This may seem obvious, but it bears repeating because our culture risks losing its joy in language, abandoning the idea of words as units of pleasure. In their excellent state primary school, my children get plenty of writing practice. But even their creative writing tasks are constrained by a national curriculum that values knowledge above all else. In each assignment they are given specific “steps to success”, criteria that might include using the passive voice, the first person or a certain number of expanded noun phrases (a new one to me). The work is then judged by how effectively they tick these off. This seems to me a grimly utilitarian approach. Acquiring the tools of grammar is essential, but only if you are given space to play with them. The staff I speak to say they wish there was time for genuinely free writing, but the curriculum’s demands are such that every minute of the teaching day must be in its service. It may not be unrelated that the study of English literature is in a dire state: fewer students are taking the subject at A-level and at university, and fewer are training to be English teachers. Amis, who taught creative writing at the University of Manchester in late career, had a motto that “writing is freedom”. When constantly trudging their “steps to success”, how will children discover the exhilaration of sheer invention – or recognise and appreciate it in others?
At the memorial in London, Martin Amis’s children spoke movingly of his capacity to enjoy life. He loved to witness exuberance in others, and would watch and re-watch footballers’ celebrations at the end of matches. He told his daughters that “we have a duty to be cheerful” and advised them “to be suspicious of the humourless”.
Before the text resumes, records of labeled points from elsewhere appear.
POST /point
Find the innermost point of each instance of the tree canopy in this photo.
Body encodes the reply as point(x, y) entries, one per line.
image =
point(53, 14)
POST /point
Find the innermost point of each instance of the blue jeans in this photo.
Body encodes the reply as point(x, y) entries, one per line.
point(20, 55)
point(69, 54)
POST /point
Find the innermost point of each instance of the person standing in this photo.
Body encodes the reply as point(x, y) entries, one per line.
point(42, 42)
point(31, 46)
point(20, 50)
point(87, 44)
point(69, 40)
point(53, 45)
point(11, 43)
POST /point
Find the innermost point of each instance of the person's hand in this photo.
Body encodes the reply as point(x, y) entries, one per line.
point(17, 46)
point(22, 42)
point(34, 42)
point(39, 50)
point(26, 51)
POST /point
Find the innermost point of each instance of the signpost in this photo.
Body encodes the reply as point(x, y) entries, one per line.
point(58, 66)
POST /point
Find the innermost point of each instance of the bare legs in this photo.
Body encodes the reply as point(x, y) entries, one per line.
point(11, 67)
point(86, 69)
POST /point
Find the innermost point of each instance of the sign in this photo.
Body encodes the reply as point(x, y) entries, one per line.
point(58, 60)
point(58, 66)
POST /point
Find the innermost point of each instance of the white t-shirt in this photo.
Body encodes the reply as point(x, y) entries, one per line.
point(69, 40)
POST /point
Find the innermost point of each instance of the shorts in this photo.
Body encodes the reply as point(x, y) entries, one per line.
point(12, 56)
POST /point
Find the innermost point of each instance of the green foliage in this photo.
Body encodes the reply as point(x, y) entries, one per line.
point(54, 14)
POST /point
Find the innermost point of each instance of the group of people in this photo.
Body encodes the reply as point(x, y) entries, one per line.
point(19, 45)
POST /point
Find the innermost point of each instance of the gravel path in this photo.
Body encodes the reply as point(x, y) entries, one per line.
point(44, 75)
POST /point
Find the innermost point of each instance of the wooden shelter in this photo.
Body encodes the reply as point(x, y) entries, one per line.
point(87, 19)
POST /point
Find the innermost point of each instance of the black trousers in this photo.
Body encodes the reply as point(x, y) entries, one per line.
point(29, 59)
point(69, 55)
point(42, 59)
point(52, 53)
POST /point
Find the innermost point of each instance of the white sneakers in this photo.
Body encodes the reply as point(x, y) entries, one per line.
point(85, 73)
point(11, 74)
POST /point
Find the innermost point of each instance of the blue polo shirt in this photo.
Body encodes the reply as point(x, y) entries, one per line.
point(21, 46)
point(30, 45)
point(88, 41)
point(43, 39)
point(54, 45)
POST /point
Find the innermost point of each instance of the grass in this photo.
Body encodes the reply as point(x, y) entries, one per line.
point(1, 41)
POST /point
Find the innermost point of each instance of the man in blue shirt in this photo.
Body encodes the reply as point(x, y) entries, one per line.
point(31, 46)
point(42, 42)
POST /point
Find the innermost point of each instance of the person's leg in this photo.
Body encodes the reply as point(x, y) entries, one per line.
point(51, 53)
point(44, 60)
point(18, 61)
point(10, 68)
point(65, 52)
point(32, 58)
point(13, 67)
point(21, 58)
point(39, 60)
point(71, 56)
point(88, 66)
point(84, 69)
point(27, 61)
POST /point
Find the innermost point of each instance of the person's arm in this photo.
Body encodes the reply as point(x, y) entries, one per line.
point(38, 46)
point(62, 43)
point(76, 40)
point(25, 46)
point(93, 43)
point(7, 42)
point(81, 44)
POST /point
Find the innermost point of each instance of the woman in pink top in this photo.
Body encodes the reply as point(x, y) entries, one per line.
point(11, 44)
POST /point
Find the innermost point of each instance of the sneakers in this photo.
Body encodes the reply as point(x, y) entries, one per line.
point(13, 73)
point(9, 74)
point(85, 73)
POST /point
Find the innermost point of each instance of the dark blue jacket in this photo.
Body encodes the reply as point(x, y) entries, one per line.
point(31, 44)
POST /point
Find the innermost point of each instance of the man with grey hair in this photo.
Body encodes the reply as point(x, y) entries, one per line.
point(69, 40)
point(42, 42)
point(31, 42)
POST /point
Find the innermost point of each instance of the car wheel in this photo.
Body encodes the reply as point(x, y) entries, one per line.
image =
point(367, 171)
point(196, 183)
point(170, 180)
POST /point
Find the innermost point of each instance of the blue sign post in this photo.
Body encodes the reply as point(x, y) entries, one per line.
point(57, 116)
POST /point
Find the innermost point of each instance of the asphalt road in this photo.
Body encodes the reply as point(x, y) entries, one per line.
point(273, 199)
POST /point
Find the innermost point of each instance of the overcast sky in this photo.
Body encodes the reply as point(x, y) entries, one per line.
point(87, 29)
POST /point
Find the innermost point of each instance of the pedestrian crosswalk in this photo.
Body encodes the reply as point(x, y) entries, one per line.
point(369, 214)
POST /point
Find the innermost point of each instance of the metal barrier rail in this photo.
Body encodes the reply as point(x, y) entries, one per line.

The service ended with clips of Amis speaking. “I use the dictionary 30, 40 times a day,” he said in one. “I note the etymology, the origin of words, and it’s always fascinating. ‘Widow’, for instance means ‘be empty’, ‘torture’ means literally ‘to twist’. You look up a word… and find out more about it, then you feel a little grey cell burst into life in your head, as well as all the millions that are dying.” For Amis, language was a well from which he drew delight – and into which he gleefully, to our great pleasure, emptied sack after sack of melons.